Justice Reinvestment in Maine
In 2019, Maine faced a number of pressing public safety challenges. Like other northeastern states, Maine was hit hard by the opioid crisis, with an opioid overdose death rate that was among the highest in the nation. The opioid crisis created substantial operational and resource challenges for both local and state justice and behavioral health systems in the state, exacerbating existing stress on those systems. Further, despite having the nation’s second-lowest incarceration rate and a steady decline in overall reported crime, Maine’s prison population had increased in recent years, particularly for women. Probation revocations accounted for more than 40 percent of prison admissions in Maine, which many state leaders attributed to a lack of community-based programming and resources for people with mental illnesses and substance addictions.

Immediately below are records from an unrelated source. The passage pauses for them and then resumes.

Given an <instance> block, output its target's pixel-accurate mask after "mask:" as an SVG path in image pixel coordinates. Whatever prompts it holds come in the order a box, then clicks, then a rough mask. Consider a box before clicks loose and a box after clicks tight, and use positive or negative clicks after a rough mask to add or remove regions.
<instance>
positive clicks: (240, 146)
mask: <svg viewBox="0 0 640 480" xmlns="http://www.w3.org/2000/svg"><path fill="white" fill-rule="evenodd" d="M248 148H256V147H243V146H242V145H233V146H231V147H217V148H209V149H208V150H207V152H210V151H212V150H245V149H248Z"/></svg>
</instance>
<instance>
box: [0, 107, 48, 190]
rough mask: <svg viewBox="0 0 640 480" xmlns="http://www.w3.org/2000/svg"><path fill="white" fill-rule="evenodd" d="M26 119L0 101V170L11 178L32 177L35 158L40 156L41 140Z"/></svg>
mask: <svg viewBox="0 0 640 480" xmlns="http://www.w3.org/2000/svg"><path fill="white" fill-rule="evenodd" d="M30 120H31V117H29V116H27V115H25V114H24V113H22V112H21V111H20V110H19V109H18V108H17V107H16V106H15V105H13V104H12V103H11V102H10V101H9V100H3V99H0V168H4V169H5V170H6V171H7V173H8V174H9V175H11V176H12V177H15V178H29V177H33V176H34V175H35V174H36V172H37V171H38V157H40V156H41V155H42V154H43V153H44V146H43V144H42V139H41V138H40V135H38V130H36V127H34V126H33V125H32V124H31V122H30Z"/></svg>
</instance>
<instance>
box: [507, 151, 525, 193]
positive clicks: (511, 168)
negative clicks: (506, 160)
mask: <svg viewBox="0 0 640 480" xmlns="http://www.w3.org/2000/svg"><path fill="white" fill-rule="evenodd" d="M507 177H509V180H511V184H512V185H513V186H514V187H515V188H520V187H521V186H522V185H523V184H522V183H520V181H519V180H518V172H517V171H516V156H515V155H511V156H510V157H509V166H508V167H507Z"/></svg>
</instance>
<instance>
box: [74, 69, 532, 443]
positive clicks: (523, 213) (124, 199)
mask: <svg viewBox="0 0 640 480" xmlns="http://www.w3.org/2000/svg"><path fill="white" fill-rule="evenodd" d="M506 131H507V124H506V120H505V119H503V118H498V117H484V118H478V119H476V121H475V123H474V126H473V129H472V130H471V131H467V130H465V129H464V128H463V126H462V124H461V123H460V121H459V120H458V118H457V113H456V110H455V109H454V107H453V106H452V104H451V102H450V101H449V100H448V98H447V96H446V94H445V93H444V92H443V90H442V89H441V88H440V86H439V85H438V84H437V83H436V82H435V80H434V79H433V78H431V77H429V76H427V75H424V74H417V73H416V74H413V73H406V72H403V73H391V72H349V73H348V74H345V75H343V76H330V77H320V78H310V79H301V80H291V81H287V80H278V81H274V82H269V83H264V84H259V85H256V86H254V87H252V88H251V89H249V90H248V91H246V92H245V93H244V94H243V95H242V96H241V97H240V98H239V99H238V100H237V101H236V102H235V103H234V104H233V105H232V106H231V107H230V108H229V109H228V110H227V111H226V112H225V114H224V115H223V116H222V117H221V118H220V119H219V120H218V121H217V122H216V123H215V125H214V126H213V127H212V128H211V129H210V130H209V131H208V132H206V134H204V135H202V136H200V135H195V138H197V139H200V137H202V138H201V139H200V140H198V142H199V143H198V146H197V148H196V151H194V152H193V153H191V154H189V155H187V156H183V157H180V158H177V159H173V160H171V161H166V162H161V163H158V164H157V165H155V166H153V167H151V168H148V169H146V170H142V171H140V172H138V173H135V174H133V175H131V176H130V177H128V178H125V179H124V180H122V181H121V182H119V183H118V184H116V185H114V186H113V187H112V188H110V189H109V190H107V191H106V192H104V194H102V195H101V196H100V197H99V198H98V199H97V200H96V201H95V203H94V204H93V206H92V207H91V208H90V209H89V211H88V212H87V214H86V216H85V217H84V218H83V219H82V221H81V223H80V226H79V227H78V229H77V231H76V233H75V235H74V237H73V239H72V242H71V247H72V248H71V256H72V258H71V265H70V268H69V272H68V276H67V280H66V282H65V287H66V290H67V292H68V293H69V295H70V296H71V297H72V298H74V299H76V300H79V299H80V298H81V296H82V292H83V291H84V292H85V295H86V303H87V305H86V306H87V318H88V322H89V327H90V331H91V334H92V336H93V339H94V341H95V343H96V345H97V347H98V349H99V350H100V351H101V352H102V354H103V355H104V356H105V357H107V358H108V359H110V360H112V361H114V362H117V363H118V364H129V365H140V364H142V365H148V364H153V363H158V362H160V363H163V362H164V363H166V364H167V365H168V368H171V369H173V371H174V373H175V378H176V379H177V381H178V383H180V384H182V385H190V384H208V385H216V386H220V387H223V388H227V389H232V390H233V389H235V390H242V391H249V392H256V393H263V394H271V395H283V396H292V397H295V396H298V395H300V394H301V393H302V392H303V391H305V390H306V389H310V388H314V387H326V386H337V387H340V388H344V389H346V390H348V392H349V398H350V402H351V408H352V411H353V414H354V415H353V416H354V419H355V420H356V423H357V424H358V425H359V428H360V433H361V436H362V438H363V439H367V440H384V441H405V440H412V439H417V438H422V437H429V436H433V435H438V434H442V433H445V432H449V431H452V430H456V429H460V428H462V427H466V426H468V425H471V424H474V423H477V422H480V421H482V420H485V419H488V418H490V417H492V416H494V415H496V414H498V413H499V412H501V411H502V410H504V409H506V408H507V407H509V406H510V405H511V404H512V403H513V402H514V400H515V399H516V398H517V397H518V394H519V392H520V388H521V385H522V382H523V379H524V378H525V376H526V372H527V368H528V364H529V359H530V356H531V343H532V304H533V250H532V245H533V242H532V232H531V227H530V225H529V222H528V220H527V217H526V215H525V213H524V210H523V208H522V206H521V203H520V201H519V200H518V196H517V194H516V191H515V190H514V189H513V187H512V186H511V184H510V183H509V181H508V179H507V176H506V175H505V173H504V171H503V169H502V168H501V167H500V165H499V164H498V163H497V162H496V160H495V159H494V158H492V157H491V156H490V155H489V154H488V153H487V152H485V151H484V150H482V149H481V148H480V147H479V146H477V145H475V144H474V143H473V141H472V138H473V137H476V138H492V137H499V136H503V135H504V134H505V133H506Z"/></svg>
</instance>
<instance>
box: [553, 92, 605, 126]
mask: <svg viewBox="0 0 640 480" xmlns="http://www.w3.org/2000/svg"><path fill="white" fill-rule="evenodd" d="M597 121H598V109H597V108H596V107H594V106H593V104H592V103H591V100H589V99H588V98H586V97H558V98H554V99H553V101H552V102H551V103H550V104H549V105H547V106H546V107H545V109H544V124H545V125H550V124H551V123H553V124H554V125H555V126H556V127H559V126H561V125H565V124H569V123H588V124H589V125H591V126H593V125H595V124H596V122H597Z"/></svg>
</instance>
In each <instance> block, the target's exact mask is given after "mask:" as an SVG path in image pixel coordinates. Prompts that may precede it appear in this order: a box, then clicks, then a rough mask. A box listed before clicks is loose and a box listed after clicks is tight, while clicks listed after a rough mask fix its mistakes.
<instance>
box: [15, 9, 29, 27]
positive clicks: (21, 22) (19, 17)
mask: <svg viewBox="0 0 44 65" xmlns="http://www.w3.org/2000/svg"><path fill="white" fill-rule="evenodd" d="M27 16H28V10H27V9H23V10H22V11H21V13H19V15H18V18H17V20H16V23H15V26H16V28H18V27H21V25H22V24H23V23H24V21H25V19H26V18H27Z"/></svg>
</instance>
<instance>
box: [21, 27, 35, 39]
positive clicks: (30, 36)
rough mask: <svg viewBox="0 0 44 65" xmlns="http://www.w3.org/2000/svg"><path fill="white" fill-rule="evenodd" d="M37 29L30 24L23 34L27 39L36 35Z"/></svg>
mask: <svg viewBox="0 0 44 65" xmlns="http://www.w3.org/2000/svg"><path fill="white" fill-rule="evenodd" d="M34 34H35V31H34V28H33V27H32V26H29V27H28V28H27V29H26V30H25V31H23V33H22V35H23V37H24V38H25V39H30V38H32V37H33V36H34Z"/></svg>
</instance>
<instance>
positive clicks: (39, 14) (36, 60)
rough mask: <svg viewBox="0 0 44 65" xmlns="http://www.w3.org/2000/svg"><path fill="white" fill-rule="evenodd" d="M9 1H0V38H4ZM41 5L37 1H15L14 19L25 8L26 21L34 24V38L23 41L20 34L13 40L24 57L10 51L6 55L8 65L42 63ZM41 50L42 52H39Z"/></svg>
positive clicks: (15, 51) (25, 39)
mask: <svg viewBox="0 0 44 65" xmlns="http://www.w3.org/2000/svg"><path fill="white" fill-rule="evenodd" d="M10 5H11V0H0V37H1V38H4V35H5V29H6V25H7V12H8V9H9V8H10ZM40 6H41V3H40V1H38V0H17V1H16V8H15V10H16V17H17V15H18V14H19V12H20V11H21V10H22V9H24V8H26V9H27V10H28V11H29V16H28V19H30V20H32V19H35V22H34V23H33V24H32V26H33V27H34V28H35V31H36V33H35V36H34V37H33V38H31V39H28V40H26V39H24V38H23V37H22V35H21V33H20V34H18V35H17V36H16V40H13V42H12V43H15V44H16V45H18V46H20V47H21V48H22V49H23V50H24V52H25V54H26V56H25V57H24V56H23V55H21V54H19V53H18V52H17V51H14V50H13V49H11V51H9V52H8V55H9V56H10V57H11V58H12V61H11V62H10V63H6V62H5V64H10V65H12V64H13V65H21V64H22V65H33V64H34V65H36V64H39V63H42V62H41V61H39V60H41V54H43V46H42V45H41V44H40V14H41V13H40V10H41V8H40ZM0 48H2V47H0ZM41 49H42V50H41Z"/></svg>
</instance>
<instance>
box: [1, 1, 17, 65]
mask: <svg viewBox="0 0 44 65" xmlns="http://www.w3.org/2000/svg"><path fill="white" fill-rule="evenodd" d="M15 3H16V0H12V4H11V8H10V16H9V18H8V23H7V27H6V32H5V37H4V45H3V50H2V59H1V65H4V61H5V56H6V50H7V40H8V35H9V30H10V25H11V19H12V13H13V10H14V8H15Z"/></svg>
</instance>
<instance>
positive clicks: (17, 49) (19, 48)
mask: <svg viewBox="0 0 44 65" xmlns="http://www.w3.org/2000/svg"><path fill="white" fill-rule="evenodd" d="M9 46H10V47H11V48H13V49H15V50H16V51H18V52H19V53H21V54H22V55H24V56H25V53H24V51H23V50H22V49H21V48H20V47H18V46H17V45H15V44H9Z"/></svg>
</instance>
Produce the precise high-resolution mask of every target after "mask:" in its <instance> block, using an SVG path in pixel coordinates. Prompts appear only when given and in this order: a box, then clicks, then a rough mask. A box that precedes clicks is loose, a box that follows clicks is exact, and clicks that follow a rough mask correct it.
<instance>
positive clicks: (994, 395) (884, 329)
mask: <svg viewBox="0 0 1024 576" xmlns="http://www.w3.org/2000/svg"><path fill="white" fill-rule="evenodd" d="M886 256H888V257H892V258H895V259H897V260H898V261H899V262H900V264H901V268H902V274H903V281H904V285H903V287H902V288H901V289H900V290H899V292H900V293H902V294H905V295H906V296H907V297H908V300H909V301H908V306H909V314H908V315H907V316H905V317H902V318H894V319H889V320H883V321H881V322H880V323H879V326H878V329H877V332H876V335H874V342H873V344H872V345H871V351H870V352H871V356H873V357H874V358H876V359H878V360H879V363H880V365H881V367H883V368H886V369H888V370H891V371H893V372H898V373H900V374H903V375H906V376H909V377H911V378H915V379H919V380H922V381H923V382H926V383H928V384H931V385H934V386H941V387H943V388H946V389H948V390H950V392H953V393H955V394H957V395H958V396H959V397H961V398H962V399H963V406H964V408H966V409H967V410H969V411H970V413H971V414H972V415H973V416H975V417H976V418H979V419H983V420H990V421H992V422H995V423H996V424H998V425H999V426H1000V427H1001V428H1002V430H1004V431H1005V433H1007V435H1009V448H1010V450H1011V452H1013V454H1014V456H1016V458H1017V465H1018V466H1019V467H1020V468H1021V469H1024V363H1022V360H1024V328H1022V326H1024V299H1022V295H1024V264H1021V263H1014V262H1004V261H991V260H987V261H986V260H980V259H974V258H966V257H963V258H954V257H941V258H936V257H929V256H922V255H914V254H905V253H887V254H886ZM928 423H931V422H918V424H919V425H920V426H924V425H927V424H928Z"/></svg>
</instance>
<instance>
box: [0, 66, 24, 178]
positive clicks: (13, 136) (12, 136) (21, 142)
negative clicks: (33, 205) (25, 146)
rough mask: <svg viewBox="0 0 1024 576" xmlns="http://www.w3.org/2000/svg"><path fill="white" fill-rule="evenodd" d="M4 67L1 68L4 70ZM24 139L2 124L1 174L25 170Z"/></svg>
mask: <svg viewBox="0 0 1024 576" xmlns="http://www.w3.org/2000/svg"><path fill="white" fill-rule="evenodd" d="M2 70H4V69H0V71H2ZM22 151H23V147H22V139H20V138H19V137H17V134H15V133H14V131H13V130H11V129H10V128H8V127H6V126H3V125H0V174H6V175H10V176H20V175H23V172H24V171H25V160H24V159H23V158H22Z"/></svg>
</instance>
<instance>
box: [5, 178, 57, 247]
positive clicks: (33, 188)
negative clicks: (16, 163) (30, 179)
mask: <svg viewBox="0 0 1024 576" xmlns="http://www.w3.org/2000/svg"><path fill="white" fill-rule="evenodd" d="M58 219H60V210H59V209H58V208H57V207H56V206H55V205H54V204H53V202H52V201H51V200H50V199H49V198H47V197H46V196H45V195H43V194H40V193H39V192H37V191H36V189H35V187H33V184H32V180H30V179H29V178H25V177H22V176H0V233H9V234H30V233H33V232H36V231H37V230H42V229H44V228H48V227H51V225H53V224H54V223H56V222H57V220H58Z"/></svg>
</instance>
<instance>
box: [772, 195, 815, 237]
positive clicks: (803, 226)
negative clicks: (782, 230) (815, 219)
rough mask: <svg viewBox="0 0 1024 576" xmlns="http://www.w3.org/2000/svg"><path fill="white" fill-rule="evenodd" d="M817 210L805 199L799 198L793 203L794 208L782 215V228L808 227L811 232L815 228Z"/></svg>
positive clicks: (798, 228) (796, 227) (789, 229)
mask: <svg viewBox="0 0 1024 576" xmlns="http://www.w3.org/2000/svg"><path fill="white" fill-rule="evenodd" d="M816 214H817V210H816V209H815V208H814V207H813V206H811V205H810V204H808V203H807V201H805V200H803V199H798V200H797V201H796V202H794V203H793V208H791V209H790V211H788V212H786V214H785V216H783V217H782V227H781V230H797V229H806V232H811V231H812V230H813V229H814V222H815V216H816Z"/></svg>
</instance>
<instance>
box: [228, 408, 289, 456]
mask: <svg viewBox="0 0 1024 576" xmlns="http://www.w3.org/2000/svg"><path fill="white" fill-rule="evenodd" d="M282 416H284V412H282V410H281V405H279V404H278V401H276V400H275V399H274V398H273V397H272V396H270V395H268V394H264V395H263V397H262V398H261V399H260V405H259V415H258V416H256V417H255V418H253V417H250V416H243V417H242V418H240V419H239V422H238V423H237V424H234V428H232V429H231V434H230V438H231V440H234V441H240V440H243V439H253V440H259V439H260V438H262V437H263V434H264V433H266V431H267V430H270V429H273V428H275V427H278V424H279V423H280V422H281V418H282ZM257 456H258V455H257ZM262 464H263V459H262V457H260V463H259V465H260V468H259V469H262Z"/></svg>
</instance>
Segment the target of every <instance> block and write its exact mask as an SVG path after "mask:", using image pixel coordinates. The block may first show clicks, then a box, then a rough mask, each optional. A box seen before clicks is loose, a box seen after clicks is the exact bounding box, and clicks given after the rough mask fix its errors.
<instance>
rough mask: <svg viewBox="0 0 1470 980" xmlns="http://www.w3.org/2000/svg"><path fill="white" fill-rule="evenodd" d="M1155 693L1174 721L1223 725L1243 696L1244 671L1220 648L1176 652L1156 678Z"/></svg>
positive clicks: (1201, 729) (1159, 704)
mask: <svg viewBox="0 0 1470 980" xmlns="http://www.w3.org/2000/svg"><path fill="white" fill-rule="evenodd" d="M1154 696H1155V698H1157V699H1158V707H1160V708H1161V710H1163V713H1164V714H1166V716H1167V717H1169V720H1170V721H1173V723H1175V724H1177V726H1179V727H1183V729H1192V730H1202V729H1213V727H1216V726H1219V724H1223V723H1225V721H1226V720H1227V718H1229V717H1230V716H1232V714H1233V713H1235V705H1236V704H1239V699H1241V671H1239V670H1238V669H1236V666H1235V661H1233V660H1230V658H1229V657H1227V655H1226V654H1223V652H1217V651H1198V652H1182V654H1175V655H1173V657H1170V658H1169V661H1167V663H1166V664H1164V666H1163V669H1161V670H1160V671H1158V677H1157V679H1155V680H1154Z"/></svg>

In the summer of 2019, Maine leaders requested and received support from the U.S. Department of Justice’s Bureau of Justice Assistance (BJA) and The Pew Charitable Trusts (Pew) to utilize a Justice Reinvestment approach to address these challenges. Staff from the CSG Justice Center provided intensive technical assistance by collecting and analyzing data and helping develop appropriate policy options to contain corrections spending and increase public safety. The Justice Reinvestment effort was guided by the interbranch Commission on the Sentencing, Supervision, Incarceration and Management of Offenders.